Tuesday, September 16, 2014

Curious George

There are seven books about Curious George, written and illustrated by Margret and H.A. Rey between 1941 and 1966.  Curious George is a young monkey who is too curious for his own good and my three-year-old daughter loves the books, for the following reasons (I think).

1. A beautiful balance between illustrations and story, with each reinforcing the other while having its own independent elements: each illustration has elements not explicitly in the written story, allowing a child to use her own curiosity about the details.

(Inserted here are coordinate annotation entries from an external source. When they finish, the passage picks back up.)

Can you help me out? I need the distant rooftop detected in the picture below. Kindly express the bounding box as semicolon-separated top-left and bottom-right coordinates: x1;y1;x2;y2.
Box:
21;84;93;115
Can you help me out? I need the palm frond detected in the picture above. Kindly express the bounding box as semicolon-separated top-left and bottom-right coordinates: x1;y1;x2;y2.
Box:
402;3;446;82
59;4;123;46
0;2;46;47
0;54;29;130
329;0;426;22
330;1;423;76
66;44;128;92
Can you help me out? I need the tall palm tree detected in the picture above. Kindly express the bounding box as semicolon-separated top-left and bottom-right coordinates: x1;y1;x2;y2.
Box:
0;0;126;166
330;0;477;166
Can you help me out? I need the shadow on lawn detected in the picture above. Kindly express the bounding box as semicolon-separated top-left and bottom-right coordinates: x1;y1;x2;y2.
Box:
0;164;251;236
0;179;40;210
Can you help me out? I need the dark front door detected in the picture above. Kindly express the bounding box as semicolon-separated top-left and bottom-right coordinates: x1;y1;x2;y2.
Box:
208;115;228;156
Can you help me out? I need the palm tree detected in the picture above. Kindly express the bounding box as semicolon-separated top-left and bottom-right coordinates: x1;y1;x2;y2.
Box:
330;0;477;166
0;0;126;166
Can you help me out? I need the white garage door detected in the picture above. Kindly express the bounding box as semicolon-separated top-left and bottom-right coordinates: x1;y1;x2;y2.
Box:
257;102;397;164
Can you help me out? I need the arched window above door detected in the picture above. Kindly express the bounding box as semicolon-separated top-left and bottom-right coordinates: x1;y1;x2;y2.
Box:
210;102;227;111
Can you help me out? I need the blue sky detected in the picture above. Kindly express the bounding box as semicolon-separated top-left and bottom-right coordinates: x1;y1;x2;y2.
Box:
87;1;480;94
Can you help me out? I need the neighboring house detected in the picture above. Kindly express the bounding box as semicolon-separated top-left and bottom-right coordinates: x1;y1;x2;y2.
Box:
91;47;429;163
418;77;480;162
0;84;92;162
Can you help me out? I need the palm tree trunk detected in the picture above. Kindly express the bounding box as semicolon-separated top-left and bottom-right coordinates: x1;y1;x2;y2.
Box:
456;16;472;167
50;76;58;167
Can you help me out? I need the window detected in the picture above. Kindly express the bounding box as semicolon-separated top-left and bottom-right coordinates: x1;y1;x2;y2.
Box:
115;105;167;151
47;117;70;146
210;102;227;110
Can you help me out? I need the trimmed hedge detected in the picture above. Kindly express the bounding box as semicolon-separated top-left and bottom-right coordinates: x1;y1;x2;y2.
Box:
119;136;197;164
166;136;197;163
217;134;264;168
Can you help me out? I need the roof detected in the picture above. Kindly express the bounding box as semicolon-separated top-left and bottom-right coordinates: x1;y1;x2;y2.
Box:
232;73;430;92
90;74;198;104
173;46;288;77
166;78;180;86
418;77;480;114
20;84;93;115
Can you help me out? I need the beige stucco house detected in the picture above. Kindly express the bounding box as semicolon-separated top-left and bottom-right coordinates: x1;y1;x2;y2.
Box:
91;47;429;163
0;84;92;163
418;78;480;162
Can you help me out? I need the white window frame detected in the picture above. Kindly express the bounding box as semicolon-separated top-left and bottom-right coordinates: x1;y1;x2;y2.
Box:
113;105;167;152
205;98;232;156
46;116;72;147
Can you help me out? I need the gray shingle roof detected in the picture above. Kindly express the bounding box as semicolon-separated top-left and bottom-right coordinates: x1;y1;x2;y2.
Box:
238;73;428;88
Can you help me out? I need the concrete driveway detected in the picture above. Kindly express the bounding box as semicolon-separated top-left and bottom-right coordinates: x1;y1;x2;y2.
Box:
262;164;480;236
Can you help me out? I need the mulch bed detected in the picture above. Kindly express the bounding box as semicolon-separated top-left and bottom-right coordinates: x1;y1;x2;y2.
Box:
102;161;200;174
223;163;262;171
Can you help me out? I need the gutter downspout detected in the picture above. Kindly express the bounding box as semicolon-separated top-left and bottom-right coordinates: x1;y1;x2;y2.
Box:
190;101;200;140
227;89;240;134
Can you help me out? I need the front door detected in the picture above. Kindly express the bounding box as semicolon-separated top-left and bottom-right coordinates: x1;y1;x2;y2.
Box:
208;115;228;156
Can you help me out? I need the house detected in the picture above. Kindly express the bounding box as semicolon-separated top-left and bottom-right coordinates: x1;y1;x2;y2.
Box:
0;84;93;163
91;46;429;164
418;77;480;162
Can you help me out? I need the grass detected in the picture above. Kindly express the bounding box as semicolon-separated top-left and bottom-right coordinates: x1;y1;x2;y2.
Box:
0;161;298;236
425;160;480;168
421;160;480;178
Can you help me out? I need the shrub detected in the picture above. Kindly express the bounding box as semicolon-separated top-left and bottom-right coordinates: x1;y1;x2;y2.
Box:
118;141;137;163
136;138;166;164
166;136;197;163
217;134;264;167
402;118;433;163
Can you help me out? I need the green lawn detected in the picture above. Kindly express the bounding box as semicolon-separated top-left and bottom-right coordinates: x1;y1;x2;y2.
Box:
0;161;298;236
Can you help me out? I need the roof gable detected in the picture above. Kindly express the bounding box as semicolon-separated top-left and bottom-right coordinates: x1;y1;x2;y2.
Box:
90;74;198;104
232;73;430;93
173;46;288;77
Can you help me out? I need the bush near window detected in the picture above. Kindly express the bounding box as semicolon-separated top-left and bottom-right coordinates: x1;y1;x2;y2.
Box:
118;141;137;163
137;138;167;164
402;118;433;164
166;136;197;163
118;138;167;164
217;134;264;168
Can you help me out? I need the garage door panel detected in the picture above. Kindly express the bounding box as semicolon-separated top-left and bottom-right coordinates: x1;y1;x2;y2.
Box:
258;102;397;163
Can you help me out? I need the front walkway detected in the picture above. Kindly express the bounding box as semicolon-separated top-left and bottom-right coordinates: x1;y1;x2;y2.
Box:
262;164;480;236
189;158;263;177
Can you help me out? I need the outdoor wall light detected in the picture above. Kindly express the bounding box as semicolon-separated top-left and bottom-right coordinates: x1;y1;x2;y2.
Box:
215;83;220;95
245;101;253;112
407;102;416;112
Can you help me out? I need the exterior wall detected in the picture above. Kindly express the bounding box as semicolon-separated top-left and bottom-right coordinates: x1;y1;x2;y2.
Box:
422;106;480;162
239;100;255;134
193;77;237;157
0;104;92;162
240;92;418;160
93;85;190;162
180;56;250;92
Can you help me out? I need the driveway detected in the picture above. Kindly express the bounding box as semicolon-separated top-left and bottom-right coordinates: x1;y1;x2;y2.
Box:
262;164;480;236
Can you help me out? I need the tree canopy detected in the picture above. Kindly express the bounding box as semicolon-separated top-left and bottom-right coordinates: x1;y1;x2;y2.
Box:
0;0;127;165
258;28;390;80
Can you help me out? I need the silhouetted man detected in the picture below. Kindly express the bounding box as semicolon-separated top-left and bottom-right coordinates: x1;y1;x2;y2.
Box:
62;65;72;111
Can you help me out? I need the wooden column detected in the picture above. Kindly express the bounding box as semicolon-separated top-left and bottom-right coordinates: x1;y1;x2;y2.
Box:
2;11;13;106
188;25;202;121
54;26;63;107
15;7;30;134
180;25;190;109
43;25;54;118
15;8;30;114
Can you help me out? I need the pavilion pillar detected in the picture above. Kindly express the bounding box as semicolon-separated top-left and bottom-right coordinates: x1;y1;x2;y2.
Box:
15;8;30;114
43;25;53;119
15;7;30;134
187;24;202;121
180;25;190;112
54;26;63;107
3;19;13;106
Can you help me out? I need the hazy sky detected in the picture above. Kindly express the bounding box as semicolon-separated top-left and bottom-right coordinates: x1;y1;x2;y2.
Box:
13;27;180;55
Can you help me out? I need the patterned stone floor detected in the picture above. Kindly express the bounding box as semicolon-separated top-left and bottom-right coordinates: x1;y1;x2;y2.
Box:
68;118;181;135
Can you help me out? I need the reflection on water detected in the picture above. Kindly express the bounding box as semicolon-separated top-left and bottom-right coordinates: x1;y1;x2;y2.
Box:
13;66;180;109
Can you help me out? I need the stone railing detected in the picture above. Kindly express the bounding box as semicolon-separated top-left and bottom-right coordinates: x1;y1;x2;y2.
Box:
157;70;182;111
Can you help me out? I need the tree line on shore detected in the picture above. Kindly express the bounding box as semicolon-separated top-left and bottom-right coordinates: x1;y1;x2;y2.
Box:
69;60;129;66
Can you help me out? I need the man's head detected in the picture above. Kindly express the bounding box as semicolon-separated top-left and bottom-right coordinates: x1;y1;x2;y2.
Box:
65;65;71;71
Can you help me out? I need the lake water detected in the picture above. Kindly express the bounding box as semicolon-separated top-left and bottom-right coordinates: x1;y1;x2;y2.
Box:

2. The discursive nature of the narrative, moving from one activity to the next.  In Curious George Flies a Kite (1958), for instance, George plays with a ball, goes outside when he is curious about a house next door, discovers the house is full of bunnies and takes one out only to have it run away, ties a string to the mother bunny so he can find the baby, rescues the bunny and then climbs a wall where he sees a man with a fishing pole and follows him to watch him fish, goes home and makes his own fishing pole from a mop and a hook on the wall, returns to the lake to fish, falls in the water trying to catch a fish when they don't respond to cake as bait, gets rescued by Bill who has a kite, flies the kite with Bill and then helps to get the kite out of a tree, flies the kite on his own while Bill returns for his bike, gets blown into the sky when the kite takes off with him still holding on, gets rescued by the man with the yellow hat in a helicopter, and gets a baby bunny from Bill to take home.  I think this sort of narrative appeals to a young child, who is always experimenting with new things and having new adventures.

3. Identification.  The man in the yellow hat rescues George from the jungle.  There is no reference to George's original parents so the man in the yellow hat becomes something of a parent figure, with the ambivalent role some would like in a parent, i.e., he leaves one alone to be curious until the curiosity causes problems and then the man in the yellow hat comes to the rescue:  in a helicopter when a kite takes George up into the air, taking George to the doctor when he swallows a piece of a puzzle, picking George up when he destroys an exhibit at a museum, finding George after he joins a circus, rescuing George after he breaks a leg. 

Basically I think children should be encouraged to be curious but should also always be safe, just as George was in these effectively low-key books.